Siamo usciti dalla grotta che erano quasi le due del mattino e, dopo aver selezionato più ho meno le attrezzature, io, Riele, Andrea e Cristina, abbiamo ripreso la via del ritorno, mentre la rimanenza del gruppo ha preferito trascorrere il resto della nottata, nella pineta di Lopene.
Concludendo, penso che questa immersione,  anche se molto breve (poco più di dieci minuti), abbia raggiunto gli scopi che si era prefissati permettendoci così di avere risposta a molti degli interrogativi che ci eravamo posti.

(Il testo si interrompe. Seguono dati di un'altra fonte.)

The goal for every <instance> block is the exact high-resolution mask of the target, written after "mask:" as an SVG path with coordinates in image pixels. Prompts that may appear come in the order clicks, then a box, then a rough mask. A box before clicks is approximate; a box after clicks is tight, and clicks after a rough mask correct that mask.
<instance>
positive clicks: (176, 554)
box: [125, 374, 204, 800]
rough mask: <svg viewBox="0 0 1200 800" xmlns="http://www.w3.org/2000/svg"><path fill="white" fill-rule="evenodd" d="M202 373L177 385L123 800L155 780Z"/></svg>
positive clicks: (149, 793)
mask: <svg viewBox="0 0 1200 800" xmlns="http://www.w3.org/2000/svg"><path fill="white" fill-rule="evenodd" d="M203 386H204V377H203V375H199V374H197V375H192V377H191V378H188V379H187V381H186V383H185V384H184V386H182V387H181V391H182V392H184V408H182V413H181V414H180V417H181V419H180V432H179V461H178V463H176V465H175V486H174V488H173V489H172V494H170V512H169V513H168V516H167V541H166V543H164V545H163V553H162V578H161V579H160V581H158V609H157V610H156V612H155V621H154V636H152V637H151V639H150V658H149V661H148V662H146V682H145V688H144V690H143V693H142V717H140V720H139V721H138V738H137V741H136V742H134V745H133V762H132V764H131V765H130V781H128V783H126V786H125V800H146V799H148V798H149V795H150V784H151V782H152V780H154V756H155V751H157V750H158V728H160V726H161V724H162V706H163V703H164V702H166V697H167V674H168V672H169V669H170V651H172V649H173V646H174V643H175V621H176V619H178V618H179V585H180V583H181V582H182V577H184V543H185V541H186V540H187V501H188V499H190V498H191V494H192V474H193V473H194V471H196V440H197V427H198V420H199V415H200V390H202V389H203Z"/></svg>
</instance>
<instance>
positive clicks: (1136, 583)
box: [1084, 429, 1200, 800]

Pur non avendo superato il sifone, abbiamo capito che questo non potrà essere passato in apnea e non può essere forzato, ne vuotato. Resta ancora, anche se un po’ fantasiosa e remota, la possibilità, data la bassa pendenza del soffitto, che con l’ulteriore protrarsi dell’importante abbassamento giornaliero dell’acqua, tra qualche tempo, se non vi saranno piogge significative e il primo sifone ce ne dia il tempo, ecc. ecc. ecc., questo secondo sifone, magari a fine ottobre, possa trasformarsi in un lago; fantascienza? Penso di sì, ma …
Restando con i piedi per terra, credo che il sifone, dati gli ampi ambienti, possa essere superato con un’attrezzatura più idonea. Certo, la profondità è sicuramente superiore ai dieci metri e la lunghezza non sappiamo ancora quanto sia, ma credo che la questione sia fattibile.
Spero, dopo tanta fatica, di avere ancora la possibilità  di ritentarne presto l’attraversamento, magari in compagnia e, ancor meglio, sotto la guida di esperti speleo sub come Diego, Valerio o Sandro.
Comunque, anche per i non “pinnati”, questa grotta ha, a mio parere, ancora moltissime e fantastiche possibilità di prosecuzione; basta averne voglia e vera passione!
Sento comunque di dover ringraziare tutta l’equipe che mi ha accompagnato in questa esplorazione aiutandomi, anche con sacrificio, a vivere questa fantastica esperienza.
Tengo a sottolineare, che i risultati ottenuti in questa esperienza e in altre simili, non sono mai il merito del singolo, ma di tutta la squadra, e per squadra intendo, non solo chi è arrivato sino al sifone , ma anche coloro che hanno contribuito in altri modi, anche solo con una parola di incoraggiamento, affinché tutto questo fosse possibile.
Solo dieci minuti, un piccolo passo, ma sempre un passo avanti.